Friday, September 12, 2008

Danger of Dhamma Intellectual Knowledge- and not learning from the heart

There are Dhamma speakers out there who teaches Dhamma but do not like meditation. If one do not meditate, then the Dhamma arising from one's heart is from logical deduction. Basically, these people just go about with intellectual debates of the Tipitaka- you can find that in articles, forums and international debates. I am not saying all, but there are some. There is grave kammic consequence especially when one teaches someone meditation but in fact, oneself is not accomplished in meditation- the so called teacher leads the student to darkness and hinders the progress by wrongly intepretrating the pupil's meditation experience.

Thai forest tradition emphasize a lot on development of the heart and sometimes, the meditation method taught cannot be found in books. But the method taught had helped the student to progress in meditation. Language of the heart, as taught by Luangta is very true- that is why I can relate well to the teachings and over time, I've come to know others who can relate to the teachings as well. However, I have been looked down by some of my more 'knowledgeble' friends because I am not familiar and cannot easily quote suttas or Abhidhamma. I used to learn Dhamma in an intellectual way but found my mainstay in learning the Dhamma with my heart.

Dhamma learned intellectually is tainted as the teachings does not go to the heart and the knowledge is based on logic. With no practical, ie meditation, retreat in forests, etc, this knowledge does not get embedded in the heart. And we do not completely trust or have genuine faith if our heart does not believe in the teachings (even though our brain does). The person can be the best Dhamma presenter, speaker or writer- but if the Dhamma is not understood instinctively in the heart, it is no use. No use at all.

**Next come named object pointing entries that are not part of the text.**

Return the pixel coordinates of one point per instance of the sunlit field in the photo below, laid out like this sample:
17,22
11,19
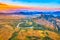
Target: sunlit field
27,29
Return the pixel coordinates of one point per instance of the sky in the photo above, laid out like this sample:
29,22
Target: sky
36,3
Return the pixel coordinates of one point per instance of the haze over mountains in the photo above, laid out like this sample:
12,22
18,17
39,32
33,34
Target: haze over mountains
6,8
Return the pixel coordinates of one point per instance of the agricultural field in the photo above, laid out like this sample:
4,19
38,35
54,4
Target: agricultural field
26,29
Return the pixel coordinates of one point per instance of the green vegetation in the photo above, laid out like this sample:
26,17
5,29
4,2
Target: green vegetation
14,36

So, should the person's world fall apart (8 worldly conditions are real), when unexpected tragedy or suffering arise, the intellectual person becomes ill equipped to deal with the onslaught of emotions and arising of dukkha. The suffering becomes so great but the person was not able to apply the intellectual knowledge to overcome the emotions. Due to this, the person started to lose faith in the Lord Buddha's teaching- thinking that the Dhamma had failed him, when in fact, it was he who had failed the Dhamma in the first place by not being true to the practice.

With 'timely' intervention of missionaries from other religions coming in to further discredit Buddhism, the person, who previously was a Buddhist, converts to the other religion. Some of these former Buddhist also become the person actively attacking Buddhism.

What the person had failed to understand is that they had started to study only the theoritical aspects of Buddhism in order to write or speak in public. It is to satisfy their ego's desires to show off the knowledge especially in debates and forums. When they only know a bit, they want to be known and famous.

Whereas, many Thais are different- in their simplicity, they're more emotionally intelligent, humble and have stronger faith in the Buddha's teachings. They believe in kamma, dana, sila, chanting and helping people. When they have the time, they go to temples to observe the 8 precepts. Even though the practice is also sadly fading, I've known a few Thai women who go to temple to observe 8 precepts for 7, 9 days or 3 months (vassa) and dedicate the merits to their parents or children.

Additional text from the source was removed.